Este sector también está dispuesto a demostrar que la energía con la que se puede aplicar una autoridad no abusiva, no discute con establecer vínculos filiales que construyan espacios amistosos con los educandos, aunque sabemos del temor que ésta premisa causa en algunas de las embestiduras respetabilísimas de la autoridad adulta que pretende ser incuestionable en padres y maestros inseguros.

No queremos dar por vencida la capacidad constructiva de la democracia para un mundo mejor. Seguiremos apostándole a la didáctica de la razón, a la aplicación de una autoridad fortalecida en el afecto respetuoso y mutuo y le damos un rotundo NO al ejercicio autoritario de la imposición.

Aunque se le de tono de cursilería pacifista al sueño de un mundo de amor y fraternidad que todavía no ha llegado, seguiremos en el esfuerzo de conseguirlo.

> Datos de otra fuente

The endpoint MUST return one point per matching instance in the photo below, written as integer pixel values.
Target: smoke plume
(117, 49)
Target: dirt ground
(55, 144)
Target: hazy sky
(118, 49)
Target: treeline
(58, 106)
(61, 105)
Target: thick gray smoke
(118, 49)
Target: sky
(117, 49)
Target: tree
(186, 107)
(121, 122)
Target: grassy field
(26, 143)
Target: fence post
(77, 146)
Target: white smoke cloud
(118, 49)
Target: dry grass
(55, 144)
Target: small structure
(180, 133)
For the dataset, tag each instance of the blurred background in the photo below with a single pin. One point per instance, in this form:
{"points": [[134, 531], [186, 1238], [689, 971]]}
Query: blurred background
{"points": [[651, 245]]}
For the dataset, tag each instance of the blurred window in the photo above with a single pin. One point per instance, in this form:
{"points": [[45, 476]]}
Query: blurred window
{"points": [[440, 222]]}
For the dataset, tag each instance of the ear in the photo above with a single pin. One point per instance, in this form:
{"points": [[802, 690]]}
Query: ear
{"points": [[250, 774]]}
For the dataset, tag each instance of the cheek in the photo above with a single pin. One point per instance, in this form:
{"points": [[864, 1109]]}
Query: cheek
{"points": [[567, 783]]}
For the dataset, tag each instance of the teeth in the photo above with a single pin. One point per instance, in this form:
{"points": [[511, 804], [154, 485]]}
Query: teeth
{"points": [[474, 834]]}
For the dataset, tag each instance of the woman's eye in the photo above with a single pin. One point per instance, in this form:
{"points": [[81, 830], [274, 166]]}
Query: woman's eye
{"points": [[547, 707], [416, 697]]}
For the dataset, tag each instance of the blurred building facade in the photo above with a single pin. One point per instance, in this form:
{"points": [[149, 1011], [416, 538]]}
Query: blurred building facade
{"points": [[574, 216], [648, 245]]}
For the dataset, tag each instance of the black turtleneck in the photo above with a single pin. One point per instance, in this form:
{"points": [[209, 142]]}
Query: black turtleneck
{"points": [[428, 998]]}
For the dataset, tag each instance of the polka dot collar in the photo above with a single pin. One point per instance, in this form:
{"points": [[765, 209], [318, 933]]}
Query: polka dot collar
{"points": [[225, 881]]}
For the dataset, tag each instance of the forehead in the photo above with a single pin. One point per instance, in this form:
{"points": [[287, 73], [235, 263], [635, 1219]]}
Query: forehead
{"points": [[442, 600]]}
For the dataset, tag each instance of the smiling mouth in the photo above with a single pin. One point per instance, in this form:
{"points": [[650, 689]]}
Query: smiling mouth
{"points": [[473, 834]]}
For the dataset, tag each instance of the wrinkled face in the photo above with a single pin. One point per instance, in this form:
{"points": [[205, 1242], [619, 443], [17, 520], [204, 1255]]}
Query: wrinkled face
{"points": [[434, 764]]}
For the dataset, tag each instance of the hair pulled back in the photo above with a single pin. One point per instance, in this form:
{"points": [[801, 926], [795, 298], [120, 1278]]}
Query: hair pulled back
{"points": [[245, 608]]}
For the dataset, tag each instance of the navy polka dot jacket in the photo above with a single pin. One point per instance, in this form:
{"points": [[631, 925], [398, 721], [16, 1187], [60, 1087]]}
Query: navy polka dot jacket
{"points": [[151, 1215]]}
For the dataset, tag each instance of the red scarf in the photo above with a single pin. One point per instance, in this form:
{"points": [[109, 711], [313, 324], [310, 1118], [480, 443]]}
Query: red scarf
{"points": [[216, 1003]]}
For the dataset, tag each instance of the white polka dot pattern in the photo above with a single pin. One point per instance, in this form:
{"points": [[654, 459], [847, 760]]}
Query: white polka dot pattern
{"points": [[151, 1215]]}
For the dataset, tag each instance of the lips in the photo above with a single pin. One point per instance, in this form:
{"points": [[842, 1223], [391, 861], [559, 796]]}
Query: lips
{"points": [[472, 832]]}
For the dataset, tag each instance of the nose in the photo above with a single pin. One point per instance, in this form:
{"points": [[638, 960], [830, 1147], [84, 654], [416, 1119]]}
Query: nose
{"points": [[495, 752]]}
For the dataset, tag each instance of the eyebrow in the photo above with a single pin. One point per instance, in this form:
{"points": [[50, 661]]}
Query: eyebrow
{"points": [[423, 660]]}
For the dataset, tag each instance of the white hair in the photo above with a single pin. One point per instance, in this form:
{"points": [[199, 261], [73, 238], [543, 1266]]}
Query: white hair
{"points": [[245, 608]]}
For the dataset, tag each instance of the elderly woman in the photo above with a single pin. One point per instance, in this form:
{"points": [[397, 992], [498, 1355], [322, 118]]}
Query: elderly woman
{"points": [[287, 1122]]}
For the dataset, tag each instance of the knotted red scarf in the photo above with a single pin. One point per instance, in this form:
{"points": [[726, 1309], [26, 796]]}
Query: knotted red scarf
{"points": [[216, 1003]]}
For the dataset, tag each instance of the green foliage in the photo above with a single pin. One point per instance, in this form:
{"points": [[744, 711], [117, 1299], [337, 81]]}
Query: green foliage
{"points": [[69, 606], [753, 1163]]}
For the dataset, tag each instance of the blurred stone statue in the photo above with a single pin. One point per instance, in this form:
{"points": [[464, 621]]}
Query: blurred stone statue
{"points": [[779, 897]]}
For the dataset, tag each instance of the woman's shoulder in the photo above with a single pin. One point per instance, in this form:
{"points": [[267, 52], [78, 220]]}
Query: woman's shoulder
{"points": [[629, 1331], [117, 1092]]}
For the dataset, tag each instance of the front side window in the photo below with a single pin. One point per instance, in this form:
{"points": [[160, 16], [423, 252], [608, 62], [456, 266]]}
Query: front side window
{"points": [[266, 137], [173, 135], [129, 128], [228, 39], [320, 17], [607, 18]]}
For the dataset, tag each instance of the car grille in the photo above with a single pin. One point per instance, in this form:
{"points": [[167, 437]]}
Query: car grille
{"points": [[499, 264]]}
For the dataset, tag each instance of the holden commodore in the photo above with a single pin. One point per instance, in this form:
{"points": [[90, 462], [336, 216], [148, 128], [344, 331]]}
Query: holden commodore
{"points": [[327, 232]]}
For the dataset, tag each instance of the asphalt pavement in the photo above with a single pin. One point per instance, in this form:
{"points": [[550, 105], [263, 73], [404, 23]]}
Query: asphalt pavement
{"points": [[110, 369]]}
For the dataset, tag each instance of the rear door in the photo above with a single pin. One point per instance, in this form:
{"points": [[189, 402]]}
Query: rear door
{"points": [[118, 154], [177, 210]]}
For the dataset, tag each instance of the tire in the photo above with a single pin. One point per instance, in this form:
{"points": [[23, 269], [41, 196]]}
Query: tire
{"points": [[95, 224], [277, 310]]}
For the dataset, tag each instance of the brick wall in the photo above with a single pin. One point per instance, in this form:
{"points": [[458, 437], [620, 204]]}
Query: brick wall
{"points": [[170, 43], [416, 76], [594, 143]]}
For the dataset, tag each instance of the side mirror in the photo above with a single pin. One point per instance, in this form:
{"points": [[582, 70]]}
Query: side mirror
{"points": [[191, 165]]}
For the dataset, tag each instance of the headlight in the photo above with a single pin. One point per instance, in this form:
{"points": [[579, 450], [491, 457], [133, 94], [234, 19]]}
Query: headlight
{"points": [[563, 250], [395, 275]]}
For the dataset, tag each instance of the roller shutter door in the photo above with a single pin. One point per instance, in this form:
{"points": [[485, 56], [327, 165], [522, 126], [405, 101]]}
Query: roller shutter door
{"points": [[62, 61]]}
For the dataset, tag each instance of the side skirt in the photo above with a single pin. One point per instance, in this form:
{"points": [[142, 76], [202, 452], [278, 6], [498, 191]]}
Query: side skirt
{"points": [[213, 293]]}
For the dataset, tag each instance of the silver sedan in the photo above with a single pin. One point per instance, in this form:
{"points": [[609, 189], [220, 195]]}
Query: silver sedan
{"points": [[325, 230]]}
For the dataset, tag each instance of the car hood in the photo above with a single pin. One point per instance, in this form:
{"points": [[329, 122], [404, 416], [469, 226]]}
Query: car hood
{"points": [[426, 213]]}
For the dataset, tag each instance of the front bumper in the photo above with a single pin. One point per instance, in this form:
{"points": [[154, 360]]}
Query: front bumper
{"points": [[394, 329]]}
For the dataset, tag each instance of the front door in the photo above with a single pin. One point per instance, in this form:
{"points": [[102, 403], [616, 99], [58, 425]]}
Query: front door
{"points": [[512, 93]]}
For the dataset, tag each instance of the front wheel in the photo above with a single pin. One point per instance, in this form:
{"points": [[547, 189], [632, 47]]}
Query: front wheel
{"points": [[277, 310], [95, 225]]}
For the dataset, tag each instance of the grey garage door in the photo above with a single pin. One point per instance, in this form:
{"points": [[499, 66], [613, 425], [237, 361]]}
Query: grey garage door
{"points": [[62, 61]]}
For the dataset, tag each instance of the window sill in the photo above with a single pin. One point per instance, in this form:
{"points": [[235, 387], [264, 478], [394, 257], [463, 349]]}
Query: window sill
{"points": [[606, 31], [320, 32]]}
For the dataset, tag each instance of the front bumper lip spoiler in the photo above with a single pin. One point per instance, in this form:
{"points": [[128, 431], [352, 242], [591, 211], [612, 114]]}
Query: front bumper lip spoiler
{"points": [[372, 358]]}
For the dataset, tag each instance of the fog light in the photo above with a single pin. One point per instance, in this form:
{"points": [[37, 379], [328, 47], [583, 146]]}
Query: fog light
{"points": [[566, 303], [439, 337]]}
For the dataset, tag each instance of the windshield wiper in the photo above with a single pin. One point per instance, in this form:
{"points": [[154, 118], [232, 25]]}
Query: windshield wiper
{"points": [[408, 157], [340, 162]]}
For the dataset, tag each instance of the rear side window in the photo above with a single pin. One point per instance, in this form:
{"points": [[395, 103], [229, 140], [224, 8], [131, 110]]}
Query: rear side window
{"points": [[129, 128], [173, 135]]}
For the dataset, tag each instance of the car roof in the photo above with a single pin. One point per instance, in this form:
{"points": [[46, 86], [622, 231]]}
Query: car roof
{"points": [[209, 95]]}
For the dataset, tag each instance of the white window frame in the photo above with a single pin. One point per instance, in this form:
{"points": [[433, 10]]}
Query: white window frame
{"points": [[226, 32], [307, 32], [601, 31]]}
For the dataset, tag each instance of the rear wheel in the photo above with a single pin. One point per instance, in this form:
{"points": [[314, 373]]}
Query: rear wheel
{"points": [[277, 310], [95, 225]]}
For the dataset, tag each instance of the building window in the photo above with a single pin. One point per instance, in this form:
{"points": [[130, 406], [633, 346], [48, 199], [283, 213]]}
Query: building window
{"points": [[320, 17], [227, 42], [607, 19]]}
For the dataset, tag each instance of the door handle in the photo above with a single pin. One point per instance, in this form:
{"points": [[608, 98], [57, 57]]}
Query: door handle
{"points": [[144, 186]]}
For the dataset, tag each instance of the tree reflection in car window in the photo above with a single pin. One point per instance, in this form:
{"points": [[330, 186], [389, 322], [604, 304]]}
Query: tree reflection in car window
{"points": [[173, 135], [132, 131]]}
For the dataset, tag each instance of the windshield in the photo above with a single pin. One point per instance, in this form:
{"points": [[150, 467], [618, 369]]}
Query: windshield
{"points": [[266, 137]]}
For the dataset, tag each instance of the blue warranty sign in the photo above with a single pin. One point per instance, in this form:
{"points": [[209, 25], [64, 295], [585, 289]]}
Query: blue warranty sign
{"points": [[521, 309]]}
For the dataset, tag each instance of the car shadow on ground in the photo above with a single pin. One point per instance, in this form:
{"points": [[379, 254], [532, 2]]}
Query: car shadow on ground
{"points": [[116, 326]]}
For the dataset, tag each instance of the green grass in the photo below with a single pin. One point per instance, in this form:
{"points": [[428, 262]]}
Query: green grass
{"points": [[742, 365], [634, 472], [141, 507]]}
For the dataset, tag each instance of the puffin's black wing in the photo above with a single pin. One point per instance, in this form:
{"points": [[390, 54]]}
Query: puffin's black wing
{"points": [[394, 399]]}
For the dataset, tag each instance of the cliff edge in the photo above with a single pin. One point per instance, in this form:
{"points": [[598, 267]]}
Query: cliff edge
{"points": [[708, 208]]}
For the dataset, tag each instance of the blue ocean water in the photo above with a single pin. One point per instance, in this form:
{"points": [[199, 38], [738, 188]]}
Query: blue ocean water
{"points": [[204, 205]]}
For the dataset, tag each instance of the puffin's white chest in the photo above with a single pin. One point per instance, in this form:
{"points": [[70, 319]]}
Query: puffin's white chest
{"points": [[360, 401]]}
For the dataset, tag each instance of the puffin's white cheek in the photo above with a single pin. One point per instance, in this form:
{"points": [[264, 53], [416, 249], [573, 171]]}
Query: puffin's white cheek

La educación es el proceso que por excelencia impulsa en niños y jóvenes la llegada al mundo adulto. Pero, ¿qué clase de mundo les estamos dejando? Parece ser poco alentador el paisaje actual y, en consecuencia, insuficiente para motivar la carrera del aprendiz. 

Sin embargo, sabemos que aunque no alcancemos a ver estos cambios, no podemos dejar de trabajar por ellos. En la escuela, en las familias, en las comunidades y en cualquier instancia colectiva e individual, podemos aprender a trabajar por un mundo mejor, sueño que no se puede construir desde la fuerza y la imposición, tampoco desde la renuncia a las labores de crianza o desde el carácter abandónico de la permisividad.

La autonomía es la hija legítima de la democracia, como la doble moral es la primogénita de la imposición y la fuerza. Por fortuna, somos más los que creemos que el poder de la palabra no es escaso, porque posibilita el diálogo, fortalece la razón sobre el lenguaje retrógrado del golpe e impulsa la argumentación. Tres cualidades del pensamiento humano.

En el lado opuesto estarán quienes ante la apología de la fuerza, exacerben su perfil autoritario celebrando con aplauso de pellizco y golpe la desempolvada medida, confundiendo hijos y alumnos con peras de boxeo, con las que pueden desahogar las neurosis autorizadas.

Nos negamos a convertir las aulas en batallones asustados, a cambiar la reflexión por la opción de las fustas, porque no queremos abandonar los libros para sustituirlos por los modelos del látigo, aunque tengan como discurso argumentativo su indiscutible efectividad.

Por último, quiero decirle fraternalmente a Miguel de Zubiría, que compartimos su preocupación pero no las propuestas de su ruta, mucho menos en un país que como el nuestro, no ha acabado de llorar la sangre que la fuerza convoca.